As I’m sitting there, in the middle of a San Francisco fine art gallery, you snuggled on my lap, your voice a whisper, your hair a tangled mess plastered across your face, examining this piece of art that speaks to you I was reminded of a poem by Saul Williams: 

i have faith
in who you are becoming
in who you are
you are the wolf
having run through a stream
to stand on a mountain peak
dripping wet

At three and a half years I marvel at your confidence. I admire your independence. I delight in your creativity. You are so amazingly colorful, determined and absolute. Watching your personality develop feels a little bit magic to me, like watching a wizard banish a dragon or seeing a fairy fly by in the woods. I’m not sure I have ever enjoyed anything as much as I have enjoyed watching your personality develop.
However, many days I consider mothering you to be exhausting. The first reason is the inexplicable obsession with negotiating with me. I tell you, three more minutes at the park, you say. “SIX.” I offer ten chocolate chips for dessert tonight, and you shout “SIX.” It is driving me crazy, child, CRAZY. Someday when you are seventeen and you’re wondering why I only give you six potato chips in your lunch or I end all your curfews on a six, like 11:56 pm, it is, my darling girl, because of this. 

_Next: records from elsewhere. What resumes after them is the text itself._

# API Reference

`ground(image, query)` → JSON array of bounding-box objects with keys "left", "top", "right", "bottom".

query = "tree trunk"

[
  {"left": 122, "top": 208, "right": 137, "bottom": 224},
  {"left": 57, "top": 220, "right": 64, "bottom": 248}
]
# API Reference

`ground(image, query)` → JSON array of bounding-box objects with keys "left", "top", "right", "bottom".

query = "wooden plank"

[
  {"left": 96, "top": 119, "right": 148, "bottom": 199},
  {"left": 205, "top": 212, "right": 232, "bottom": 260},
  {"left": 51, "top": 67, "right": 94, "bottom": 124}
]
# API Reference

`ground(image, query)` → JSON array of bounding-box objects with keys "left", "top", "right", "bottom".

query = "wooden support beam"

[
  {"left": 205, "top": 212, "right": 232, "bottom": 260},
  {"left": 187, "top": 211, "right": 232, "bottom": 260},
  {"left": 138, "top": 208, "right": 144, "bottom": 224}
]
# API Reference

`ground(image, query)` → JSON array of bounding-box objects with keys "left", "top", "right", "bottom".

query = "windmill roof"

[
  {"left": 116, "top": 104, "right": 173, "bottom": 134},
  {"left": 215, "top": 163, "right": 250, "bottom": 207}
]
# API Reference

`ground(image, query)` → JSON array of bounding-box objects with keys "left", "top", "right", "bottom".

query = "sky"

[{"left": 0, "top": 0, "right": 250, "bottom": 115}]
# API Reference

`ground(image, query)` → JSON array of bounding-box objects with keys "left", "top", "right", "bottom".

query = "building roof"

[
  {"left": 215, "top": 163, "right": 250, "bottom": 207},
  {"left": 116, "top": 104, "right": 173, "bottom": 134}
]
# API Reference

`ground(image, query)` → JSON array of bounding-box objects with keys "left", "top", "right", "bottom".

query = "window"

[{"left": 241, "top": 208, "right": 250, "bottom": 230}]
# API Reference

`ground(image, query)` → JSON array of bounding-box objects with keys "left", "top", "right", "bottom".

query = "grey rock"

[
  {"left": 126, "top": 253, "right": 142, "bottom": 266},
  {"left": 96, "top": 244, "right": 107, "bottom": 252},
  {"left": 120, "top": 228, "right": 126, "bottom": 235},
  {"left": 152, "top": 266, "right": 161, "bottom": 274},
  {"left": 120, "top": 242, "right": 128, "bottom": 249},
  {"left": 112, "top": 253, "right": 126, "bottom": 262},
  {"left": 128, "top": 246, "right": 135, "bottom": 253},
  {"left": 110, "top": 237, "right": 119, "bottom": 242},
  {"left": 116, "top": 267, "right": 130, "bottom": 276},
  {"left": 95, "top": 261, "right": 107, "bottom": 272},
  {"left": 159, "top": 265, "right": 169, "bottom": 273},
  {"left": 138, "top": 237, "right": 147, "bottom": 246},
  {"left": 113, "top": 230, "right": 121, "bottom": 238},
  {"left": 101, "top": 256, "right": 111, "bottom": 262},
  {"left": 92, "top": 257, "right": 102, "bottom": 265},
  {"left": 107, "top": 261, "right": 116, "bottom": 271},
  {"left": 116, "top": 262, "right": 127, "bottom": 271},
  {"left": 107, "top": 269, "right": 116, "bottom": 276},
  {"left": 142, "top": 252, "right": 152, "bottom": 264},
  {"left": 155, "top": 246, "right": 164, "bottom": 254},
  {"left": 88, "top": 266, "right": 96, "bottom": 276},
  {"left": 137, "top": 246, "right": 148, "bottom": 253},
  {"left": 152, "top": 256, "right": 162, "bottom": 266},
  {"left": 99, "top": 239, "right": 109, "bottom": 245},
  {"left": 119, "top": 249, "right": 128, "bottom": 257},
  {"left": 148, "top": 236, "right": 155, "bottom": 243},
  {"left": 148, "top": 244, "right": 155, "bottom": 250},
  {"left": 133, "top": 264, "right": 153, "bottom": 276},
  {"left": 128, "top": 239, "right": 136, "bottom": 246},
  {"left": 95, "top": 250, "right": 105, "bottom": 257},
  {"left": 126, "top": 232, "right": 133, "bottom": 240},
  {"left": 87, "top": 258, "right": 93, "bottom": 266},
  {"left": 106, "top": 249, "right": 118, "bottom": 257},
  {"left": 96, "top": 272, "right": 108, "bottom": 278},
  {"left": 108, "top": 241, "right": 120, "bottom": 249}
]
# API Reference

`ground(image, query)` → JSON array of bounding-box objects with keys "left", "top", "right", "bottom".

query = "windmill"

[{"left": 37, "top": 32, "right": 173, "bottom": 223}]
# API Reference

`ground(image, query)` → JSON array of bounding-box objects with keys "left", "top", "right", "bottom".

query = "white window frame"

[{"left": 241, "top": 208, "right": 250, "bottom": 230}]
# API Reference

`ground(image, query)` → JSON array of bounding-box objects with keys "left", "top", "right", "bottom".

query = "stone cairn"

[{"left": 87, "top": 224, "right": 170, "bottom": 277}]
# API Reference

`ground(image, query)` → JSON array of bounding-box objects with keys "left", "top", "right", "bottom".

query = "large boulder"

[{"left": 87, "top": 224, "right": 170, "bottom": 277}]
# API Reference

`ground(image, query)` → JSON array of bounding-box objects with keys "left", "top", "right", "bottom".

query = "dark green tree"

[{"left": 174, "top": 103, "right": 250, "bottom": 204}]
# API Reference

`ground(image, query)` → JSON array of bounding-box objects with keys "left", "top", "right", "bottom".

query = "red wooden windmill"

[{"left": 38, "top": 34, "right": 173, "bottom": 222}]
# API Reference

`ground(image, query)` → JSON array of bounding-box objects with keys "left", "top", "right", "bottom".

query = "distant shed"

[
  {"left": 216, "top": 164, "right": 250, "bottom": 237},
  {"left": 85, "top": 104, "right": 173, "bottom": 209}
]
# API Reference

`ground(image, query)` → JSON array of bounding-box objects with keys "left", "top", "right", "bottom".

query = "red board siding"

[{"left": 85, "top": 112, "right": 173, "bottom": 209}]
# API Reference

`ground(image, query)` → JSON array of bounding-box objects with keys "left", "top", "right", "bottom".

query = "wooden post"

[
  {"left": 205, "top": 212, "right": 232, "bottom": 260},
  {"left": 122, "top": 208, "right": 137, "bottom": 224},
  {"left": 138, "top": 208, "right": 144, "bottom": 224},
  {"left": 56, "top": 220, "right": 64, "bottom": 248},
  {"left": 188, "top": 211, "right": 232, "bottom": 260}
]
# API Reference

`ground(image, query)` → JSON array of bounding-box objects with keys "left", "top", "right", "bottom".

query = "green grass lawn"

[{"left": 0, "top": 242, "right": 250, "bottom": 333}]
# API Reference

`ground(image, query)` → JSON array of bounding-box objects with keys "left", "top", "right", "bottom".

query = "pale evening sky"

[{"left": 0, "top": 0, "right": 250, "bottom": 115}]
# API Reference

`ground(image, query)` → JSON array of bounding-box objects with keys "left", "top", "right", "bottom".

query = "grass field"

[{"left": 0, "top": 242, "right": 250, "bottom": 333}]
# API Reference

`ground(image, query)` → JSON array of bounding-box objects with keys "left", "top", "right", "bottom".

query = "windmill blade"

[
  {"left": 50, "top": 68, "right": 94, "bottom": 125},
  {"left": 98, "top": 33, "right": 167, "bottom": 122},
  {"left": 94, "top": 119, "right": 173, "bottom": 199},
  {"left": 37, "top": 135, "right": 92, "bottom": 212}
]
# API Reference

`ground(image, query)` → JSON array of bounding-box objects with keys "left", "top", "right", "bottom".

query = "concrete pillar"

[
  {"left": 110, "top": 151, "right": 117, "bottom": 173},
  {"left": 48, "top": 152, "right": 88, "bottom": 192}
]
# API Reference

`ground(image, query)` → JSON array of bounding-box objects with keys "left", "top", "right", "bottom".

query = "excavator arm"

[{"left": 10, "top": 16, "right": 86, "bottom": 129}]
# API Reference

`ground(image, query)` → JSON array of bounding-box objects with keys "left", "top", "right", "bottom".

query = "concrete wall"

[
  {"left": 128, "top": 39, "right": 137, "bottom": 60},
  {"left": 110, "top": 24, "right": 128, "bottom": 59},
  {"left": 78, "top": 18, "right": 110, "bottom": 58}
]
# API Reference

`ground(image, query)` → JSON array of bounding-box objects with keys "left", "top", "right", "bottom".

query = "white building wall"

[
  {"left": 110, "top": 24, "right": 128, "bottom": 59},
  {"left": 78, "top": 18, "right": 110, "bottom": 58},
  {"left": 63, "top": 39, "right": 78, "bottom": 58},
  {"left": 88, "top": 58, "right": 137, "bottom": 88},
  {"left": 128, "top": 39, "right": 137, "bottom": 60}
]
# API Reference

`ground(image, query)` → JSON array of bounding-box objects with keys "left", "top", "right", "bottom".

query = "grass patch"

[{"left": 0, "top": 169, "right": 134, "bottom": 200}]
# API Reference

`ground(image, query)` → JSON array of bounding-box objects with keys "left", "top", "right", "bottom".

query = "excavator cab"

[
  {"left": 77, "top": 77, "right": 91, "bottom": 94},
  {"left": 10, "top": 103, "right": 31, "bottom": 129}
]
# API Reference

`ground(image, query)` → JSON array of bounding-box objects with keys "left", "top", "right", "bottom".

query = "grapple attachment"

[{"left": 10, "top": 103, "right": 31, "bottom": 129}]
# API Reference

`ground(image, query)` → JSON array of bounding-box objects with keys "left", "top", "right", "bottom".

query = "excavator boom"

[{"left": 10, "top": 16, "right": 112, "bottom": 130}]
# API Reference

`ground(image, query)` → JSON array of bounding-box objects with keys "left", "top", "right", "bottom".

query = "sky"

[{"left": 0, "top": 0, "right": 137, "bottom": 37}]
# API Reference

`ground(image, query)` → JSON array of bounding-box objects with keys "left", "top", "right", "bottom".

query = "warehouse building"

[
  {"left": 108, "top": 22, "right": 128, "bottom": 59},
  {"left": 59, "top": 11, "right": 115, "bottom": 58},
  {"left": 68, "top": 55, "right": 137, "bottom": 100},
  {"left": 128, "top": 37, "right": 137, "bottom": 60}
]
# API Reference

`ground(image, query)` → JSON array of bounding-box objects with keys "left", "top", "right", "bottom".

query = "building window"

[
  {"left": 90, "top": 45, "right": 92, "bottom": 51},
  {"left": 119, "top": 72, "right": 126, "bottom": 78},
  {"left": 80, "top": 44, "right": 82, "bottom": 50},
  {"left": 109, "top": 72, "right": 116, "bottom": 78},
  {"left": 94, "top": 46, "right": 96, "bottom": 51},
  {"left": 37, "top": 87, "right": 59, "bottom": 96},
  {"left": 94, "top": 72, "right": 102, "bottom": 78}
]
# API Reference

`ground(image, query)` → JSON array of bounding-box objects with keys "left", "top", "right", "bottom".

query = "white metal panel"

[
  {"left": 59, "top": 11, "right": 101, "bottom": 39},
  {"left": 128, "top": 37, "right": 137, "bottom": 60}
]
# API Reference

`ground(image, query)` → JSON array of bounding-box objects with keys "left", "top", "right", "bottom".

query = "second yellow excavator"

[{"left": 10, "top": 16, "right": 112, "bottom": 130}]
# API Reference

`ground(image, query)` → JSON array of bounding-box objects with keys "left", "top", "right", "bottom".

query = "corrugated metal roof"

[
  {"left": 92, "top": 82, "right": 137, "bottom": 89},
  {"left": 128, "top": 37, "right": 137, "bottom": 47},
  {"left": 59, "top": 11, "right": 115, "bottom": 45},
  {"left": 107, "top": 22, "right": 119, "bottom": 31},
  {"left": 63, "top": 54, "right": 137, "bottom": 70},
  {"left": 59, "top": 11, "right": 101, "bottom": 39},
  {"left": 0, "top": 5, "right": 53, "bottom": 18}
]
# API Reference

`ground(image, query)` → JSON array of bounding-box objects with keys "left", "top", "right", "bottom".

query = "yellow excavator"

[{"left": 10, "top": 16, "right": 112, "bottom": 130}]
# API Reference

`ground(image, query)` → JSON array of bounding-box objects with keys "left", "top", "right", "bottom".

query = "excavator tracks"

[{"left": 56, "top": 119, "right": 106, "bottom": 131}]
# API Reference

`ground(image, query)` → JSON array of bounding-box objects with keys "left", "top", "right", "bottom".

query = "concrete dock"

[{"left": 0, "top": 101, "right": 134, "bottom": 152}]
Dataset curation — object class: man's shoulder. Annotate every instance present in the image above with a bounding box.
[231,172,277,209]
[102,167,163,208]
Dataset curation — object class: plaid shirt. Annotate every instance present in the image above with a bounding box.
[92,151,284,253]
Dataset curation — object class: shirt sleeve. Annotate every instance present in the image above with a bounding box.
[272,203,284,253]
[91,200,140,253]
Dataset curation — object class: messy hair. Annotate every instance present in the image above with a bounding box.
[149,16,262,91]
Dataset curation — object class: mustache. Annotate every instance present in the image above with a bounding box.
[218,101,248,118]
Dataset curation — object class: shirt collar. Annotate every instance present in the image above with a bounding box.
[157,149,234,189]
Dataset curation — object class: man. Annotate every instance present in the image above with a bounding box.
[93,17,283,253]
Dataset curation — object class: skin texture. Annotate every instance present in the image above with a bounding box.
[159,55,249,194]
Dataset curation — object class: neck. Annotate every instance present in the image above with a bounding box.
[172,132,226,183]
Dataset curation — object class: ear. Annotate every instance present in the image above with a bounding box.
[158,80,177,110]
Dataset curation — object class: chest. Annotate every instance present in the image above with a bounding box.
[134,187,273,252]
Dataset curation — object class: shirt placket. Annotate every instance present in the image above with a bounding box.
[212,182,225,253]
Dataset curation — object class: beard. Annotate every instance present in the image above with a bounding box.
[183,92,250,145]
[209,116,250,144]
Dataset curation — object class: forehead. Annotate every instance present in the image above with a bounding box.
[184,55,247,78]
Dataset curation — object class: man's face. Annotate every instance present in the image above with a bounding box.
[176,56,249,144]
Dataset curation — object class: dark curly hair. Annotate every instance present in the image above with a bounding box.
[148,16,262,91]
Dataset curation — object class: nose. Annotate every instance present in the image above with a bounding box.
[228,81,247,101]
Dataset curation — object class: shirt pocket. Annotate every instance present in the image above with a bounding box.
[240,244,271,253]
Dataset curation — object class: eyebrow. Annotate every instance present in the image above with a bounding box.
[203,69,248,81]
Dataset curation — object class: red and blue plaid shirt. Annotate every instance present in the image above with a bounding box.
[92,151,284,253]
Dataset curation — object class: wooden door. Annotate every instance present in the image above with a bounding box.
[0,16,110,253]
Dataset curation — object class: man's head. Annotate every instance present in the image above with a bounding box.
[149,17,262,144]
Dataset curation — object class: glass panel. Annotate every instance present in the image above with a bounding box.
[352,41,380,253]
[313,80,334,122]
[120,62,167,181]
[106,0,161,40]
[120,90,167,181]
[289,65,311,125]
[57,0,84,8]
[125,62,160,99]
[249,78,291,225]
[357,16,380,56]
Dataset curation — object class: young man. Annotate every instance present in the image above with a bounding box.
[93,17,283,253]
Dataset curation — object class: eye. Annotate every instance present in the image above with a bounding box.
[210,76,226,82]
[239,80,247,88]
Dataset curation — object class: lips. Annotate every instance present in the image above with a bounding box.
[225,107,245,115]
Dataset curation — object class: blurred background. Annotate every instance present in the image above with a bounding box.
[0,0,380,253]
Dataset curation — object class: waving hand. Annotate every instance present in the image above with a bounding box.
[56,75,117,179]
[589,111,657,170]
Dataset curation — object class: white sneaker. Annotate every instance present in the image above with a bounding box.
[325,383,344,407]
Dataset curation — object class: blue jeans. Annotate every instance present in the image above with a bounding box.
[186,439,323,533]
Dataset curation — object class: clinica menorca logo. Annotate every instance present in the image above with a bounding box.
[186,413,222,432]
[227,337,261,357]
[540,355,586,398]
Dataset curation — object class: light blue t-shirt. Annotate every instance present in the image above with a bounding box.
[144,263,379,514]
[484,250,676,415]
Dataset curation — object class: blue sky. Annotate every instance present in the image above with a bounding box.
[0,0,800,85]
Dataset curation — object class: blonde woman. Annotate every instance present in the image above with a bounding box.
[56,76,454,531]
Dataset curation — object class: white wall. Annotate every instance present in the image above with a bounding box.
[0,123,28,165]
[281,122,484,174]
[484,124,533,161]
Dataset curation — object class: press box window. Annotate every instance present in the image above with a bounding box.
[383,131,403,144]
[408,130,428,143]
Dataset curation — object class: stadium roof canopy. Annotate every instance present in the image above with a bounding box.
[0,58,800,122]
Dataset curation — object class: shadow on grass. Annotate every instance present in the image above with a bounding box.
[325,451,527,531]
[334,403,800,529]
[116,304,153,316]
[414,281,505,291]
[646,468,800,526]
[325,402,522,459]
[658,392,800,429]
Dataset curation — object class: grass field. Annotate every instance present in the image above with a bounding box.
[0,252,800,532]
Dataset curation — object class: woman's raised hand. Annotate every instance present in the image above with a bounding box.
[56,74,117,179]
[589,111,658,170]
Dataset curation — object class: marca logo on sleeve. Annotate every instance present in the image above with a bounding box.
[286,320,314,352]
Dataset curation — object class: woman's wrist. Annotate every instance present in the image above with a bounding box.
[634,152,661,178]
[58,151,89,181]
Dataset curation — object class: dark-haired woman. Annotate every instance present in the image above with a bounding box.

Besides training to be a littly lawyer, you are insanely creative. You love to tell us stories that are blends of your life and the fluff (elves, griffins and pirates, oh my!) that we generally fill your head with. A couple of weeks ago on our family vacation to North Lake Tahoe we went on a four-mile hike. A few minutes on the trail and you were in the zone. You had your wand (the perfect stick you found). We were following the rainbown path, hunting for the diamond snowflakes. You were the princess pirate on a mission to save the Emerald Treasure (Violet, asleep on my back). You and Daisy created characters, backstories and powers for each of us feeding off each other and the story unfolding as you told it. Working together to trick the bad guys trying to steal our treasure, and cheering on and encouraging one another in the story, on the hike and in life.  
I marvel at you my sweet Lily girl, at how you can be at once a big kid, imagining sword fighting and pirate treasures, and a little girl, snuggled up in her momma’s arms. I know I say this constantly, but ever time you reach a new phase, I am convinced that this age is my very favorite.

I love you more than all the stars in the sky and all the water in the ocean.